On the Mac, we can easily install it with homebrew:
brew install tesseract
The latest version supports lots of different input image types, via Leptonica, an open source C library for efficient image processing and image analysis operations.
If you just want to get text from an image, check the ReadMe file. I wanted to display the generated text over the image, which Tesseract supports via the HOCR format.

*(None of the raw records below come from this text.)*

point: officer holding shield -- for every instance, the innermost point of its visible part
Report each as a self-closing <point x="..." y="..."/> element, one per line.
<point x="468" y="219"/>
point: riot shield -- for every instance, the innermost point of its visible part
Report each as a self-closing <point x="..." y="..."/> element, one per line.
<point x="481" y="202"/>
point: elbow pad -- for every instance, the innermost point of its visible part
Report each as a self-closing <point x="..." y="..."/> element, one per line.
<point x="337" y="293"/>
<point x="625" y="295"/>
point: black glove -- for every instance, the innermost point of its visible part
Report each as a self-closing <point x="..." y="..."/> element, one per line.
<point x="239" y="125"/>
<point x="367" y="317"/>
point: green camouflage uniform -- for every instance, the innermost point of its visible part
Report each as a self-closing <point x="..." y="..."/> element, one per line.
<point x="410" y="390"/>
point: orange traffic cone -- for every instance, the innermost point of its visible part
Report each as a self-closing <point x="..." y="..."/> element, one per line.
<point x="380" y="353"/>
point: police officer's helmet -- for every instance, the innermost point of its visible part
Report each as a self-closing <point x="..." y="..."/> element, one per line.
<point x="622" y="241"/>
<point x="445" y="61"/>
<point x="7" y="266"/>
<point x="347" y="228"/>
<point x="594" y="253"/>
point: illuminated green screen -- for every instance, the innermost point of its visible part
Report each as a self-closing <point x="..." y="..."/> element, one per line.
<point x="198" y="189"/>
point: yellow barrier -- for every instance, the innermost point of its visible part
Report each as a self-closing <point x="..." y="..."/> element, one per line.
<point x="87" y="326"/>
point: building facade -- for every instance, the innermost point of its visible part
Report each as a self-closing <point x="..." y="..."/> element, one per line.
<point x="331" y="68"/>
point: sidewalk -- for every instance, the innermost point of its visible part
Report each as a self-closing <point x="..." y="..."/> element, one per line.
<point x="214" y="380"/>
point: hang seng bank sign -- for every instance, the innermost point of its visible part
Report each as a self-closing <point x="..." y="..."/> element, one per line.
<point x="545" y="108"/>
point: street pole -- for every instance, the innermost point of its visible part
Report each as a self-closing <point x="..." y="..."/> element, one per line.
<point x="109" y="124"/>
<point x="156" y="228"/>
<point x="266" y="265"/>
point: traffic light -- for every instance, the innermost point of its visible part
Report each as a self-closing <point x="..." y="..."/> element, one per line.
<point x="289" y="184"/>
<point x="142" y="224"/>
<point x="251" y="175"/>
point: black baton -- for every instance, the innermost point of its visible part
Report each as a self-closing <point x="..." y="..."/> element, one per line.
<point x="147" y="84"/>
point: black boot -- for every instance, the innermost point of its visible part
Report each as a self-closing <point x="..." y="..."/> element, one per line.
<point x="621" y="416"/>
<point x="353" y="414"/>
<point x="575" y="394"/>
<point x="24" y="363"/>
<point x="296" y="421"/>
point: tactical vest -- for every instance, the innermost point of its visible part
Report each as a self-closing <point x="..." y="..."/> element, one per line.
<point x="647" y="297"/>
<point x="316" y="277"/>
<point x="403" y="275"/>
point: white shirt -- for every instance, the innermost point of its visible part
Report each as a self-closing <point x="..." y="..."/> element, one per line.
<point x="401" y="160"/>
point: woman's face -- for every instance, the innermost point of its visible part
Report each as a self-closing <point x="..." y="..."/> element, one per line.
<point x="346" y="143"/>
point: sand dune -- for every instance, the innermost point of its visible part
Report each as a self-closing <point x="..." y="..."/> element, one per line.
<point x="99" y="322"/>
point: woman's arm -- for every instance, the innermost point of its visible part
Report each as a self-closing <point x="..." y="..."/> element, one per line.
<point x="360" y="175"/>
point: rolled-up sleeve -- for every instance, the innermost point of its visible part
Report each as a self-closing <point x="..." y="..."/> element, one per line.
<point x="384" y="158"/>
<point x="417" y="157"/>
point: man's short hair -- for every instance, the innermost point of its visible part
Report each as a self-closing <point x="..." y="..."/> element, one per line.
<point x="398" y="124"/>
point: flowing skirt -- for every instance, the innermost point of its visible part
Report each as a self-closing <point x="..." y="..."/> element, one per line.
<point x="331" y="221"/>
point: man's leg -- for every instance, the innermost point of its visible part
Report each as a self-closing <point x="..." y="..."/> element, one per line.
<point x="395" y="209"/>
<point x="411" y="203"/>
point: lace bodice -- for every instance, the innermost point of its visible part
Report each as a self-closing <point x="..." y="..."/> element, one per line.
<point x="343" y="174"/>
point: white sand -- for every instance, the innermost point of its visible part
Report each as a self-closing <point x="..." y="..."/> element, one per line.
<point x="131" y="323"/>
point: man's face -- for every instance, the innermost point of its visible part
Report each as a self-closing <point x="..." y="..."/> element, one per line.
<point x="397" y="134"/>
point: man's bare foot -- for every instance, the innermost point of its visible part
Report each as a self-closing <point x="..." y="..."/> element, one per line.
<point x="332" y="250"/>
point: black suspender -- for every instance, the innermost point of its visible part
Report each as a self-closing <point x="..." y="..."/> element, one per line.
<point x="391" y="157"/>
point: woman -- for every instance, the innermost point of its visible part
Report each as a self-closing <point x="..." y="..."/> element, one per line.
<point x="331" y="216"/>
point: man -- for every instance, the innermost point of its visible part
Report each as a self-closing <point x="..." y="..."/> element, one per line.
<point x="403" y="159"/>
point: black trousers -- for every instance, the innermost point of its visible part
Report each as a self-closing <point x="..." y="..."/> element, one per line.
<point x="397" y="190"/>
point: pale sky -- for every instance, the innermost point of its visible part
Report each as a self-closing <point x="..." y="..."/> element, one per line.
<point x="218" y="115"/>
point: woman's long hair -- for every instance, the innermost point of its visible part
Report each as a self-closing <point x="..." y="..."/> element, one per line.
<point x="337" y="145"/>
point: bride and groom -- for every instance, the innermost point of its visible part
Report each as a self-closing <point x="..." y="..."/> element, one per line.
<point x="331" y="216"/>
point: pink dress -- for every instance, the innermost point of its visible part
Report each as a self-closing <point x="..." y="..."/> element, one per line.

Each word, line, and block of text, is annotated with an HTML tag. I look at just the word element, which is generated as a span tag with the attribute title:
<span class="ocrx_word" id="word_14" title="bbox 398 506 471 527" >WHOM</span>
I wrote a little javascript to create a style tag from the bbox attribute:
Manuscript.bboxToStyle = function(bbox_str) { arr = bbox_str.split(" "); left_pos = "left:"+arr[1]+"px; "; top_pos = "top:"+arr[2]+"px; "; right_pos = "right:"+arr[3]+"px; "; bottom_pos = "bottom:"+arr[4]+"px; "; return left_pos + top_pos + right_pos + bottom_pos; };
Then used jQuery to apply that to every word element:
$(document).ready(function() { $(".ocrx_word").attr('style', function() { return Manuscript.bboxToStyle(this.title); }); });
Resulting in word elements that are positioned roughly where they appear in the image:
<span class="ocrx_word" id="word_14" title="bbox 398 506 471 527" style="left:398px; top:506px; right:471px; bottom:527px; ">WHOM</span>
I tried to experiment with the background-color of the words, but that’s not working for some reason. Complete source on GitHub.
Would love to hear about anyone else creating HTML UI for OCR results, either with Tesseract or other open source tools.
Very nice tool. Great idea. Definitely going to try it out. Thanks.
Most useful. I had to make two slight changes:
-the class for OCR words was named ocr_word, not ocrx_word, on my version of Tesseract for Ubuntu 12.04.
-I had to add to the generated CSS for each word the fragment “position: absolute;”. I didn’t have as much bandwidth as you did, adding a CSS style to set it globally in head. I might try that.
I used opacity on the image to get the words to show more clearly. Setting it to 0.4 was the right setting.
If you made this into pop-ups for each word instead of an overlay, it could be useful for some difficult to read fonts like black letter. Of course, that assumes we can get good OCR results for black letter — eMOP is working on that.
I could imagine some DH projects that might find this a useful way to show page images and have transcriptions available in a convenient way on the same page. Proyecto Cervantes is one. Maybe if done by line or paragraph instead of by word.
Just thinking out loud.